Dark matter (DM) candidates, such as Weakly Interacting Massive Particles (WIMPs),
can annihilate to Standard Model particles, subsequently producing gamma rays.
In this work, we search for DM-induced gamma-ray signals from Coma Berenices dwarf spheroidal galaxy (CBe dSph)
using approximately 25 hours of observations carried out by the Major Atmospheric Gamma Imaging Cherenkov (MAGIC) Telescope,
located at Roque de los Muchachos Observatory, La Palma, Spain.
Building upon preceding analyses in the gamma-ray regime, we extend the DM search into three dimensions
by incorporating spatial information from the assumed DM-density distribution.
This approach enhances sensitivity by leveraging both energy and spatial characteristics of the expected signal.

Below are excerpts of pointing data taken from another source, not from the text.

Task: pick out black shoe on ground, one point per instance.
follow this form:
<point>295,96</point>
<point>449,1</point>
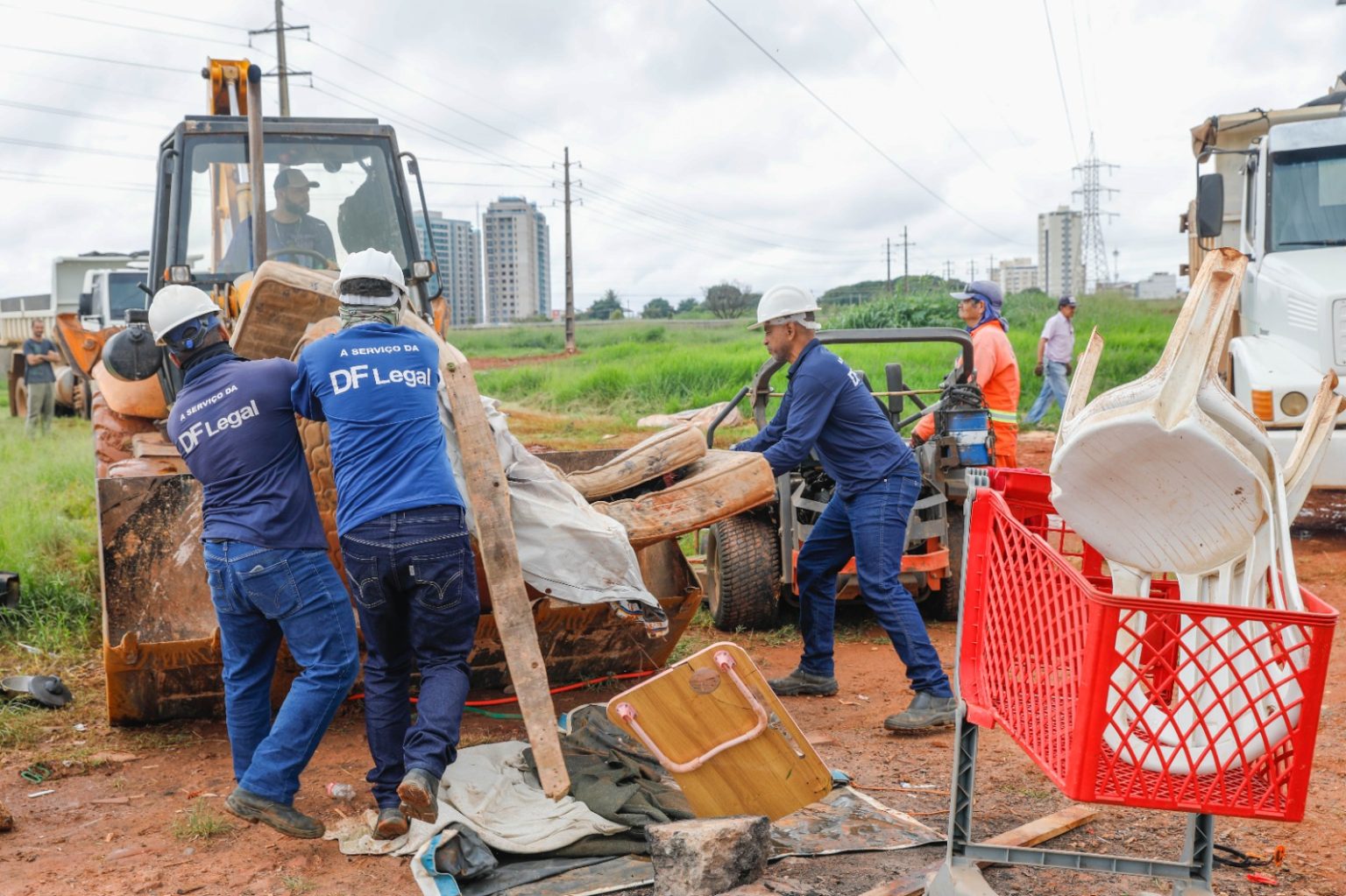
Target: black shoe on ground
<point>391,823</point>
<point>925,713</point>
<point>287,820</point>
<point>800,684</point>
<point>417,794</point>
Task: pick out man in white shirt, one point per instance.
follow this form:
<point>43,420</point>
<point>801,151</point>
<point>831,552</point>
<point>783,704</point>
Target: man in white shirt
<point>1055,356</point>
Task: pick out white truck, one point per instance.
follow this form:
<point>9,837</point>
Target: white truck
<point>1278,194</point>
<point>95,286</point>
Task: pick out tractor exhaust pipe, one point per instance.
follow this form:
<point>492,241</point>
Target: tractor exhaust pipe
<point>256,167</point>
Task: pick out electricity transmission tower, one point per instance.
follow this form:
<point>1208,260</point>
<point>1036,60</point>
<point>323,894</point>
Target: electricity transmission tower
<point>1092,191</point>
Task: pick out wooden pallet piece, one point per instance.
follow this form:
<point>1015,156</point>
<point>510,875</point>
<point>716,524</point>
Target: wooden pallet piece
<point>693,705</point>
<point>1035,832</point>
<point>487,492</point>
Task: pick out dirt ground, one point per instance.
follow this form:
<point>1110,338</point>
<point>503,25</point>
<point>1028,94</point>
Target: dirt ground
<point>123,823</point>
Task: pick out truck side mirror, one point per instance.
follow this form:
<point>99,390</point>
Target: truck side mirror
<point>1210,205</point>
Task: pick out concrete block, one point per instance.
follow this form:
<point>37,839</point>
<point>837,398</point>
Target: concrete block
<point>708,856</point>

The three-dimensional search for a faint signal necessitates the construction of a
background model, leading to the proposal of the exclusion-rotation method.
This method stacks all observations, excludes the source region, and corrects for the
Azimuth-dependent acceptance of the telescopes by rotating the model.

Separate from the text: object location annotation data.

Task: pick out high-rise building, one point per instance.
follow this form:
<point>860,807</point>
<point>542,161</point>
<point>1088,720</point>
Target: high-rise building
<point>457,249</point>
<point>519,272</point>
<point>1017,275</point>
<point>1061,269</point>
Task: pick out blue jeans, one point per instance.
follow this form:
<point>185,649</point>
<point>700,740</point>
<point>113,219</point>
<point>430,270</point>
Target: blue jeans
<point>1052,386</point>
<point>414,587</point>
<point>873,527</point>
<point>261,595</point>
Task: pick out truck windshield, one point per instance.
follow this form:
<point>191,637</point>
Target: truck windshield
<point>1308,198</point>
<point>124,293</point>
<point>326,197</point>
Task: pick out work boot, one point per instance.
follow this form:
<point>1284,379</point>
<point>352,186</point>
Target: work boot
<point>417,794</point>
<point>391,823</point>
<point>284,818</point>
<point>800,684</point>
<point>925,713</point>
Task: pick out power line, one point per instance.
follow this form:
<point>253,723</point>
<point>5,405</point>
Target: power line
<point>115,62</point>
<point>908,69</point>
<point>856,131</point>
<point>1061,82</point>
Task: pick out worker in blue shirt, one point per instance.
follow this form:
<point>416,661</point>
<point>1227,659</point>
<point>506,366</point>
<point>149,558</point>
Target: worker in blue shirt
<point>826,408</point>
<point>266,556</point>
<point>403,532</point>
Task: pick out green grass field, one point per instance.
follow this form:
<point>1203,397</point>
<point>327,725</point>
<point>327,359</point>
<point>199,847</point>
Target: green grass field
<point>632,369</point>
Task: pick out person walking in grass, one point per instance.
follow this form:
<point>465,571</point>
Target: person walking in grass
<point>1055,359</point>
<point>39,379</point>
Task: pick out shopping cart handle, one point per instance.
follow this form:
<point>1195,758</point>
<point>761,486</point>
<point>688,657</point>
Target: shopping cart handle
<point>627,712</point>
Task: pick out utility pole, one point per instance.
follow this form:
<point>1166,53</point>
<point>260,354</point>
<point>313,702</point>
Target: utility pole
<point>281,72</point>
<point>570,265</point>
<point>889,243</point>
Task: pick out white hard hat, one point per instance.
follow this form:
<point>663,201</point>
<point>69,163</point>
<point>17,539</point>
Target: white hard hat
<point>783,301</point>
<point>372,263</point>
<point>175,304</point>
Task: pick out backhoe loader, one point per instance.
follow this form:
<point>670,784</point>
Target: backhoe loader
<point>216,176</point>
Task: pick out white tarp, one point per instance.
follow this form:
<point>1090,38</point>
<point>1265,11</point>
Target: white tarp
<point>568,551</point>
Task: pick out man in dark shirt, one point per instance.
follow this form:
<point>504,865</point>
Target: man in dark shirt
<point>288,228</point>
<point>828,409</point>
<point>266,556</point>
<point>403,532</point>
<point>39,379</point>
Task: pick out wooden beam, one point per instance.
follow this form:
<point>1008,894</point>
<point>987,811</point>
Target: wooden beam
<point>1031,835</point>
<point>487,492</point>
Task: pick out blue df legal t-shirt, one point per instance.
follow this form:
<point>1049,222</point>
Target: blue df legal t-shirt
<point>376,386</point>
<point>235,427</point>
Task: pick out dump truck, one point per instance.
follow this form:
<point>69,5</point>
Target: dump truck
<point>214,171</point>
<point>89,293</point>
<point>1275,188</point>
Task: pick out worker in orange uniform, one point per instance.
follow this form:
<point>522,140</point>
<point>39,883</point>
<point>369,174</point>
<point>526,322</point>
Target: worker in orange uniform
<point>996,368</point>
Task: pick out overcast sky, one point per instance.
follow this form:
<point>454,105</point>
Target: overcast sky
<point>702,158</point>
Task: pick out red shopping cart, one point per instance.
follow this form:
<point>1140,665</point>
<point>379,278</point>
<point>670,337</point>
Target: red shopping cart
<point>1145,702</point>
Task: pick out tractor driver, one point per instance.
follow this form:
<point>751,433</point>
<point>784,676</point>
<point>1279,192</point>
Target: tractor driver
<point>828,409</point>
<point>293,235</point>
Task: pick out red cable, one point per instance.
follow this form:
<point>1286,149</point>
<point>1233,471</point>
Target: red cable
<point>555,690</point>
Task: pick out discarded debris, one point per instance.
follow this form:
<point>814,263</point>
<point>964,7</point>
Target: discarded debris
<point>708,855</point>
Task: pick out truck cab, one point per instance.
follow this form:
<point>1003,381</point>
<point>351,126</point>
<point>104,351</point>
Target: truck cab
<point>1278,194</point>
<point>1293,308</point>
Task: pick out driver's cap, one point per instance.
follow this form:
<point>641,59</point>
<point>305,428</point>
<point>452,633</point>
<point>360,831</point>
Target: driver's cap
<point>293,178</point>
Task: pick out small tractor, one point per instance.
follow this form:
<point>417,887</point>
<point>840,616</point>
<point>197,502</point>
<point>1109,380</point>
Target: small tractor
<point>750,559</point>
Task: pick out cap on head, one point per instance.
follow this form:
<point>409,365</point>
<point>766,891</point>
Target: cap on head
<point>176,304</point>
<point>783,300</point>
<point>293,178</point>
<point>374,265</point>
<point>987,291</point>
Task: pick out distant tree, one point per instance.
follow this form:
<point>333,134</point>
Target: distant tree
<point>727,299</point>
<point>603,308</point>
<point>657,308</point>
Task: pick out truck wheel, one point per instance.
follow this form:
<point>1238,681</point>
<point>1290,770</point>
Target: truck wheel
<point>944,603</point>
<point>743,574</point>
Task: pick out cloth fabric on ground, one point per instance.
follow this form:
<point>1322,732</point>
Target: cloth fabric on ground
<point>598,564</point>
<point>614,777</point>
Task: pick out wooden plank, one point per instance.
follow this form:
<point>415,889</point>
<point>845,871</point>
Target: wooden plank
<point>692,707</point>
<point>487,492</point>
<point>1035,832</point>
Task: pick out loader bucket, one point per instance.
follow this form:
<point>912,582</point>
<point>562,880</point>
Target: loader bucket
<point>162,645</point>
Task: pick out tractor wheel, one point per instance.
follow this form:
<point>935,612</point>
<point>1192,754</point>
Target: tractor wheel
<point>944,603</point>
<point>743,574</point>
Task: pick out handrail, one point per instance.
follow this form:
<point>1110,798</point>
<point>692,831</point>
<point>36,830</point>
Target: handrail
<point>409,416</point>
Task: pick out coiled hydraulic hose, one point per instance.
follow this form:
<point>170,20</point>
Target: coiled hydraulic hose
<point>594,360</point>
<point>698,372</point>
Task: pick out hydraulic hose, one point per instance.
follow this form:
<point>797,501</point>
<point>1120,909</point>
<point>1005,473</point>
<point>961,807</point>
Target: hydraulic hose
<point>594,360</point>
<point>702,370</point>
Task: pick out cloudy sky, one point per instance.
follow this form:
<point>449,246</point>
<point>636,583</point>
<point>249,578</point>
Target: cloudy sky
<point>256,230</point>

Furthermore, the open-source Python package TITRATE is presented,
introducing Asimov datasets to the high-level analysis tool Gammapy for the
approximation of the test statistic.
No evidence of a DM-induced signal for annihilation to $b\bar{b}$, $W^+W^-$, $\mu^+\mu^-$, and $\tau^+\tau^-$
and DM masses $m_\chi$ between 0.17 TeV and 100 TeV in CBe dSph is found.

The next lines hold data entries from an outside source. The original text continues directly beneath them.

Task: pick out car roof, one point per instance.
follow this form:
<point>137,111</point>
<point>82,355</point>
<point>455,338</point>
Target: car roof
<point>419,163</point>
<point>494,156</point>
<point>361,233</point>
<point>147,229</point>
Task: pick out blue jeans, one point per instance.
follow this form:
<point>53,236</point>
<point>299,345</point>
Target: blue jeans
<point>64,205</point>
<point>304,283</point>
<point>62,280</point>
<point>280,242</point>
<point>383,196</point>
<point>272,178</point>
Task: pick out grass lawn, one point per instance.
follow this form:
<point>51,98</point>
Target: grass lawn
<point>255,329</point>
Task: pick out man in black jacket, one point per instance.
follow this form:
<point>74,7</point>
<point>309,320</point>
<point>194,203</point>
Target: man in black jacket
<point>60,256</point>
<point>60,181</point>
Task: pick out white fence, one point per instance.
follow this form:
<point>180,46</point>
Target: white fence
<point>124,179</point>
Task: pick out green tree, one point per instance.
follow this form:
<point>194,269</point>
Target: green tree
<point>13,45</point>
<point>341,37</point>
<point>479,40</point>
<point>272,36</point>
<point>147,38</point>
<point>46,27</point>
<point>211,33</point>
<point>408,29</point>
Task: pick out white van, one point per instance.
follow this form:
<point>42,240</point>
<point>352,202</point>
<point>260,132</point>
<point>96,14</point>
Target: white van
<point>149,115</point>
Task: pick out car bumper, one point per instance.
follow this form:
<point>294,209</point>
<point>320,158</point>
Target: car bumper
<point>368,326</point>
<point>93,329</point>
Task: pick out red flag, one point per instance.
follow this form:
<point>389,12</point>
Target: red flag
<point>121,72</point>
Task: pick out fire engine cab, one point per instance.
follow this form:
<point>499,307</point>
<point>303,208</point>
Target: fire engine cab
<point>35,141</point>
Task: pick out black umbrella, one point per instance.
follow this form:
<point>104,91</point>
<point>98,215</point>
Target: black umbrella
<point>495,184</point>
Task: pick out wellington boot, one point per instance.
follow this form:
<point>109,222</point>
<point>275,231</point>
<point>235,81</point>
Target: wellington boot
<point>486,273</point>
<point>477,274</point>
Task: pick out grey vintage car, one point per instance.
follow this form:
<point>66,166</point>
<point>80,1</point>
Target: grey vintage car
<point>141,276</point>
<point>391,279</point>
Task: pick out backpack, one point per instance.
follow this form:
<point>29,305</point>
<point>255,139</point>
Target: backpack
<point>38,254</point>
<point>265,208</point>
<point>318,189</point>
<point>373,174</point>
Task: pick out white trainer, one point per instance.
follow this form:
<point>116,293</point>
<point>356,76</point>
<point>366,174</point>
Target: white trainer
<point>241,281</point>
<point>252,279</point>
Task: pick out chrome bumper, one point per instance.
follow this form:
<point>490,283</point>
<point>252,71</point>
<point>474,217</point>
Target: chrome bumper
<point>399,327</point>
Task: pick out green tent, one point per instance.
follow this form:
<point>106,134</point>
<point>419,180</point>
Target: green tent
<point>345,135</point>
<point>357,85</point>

Consequently, the first upper limits on the thermally averaged cross-section in energy and spatial dimensions
using TITRATE are set,
leading to an improvement in sensitivity over previous results by MAGIC with respect to the assumed DM density in the target halo.
Moreover, the development of the Asimov datasets for DM search reduces the need for Monte Carlo simulations in estimating the mean and uncertainty bands of the sensitivity,
paving the way for computationally efficient and scalable large-scale analyses across multiple targets and cosmic messengers.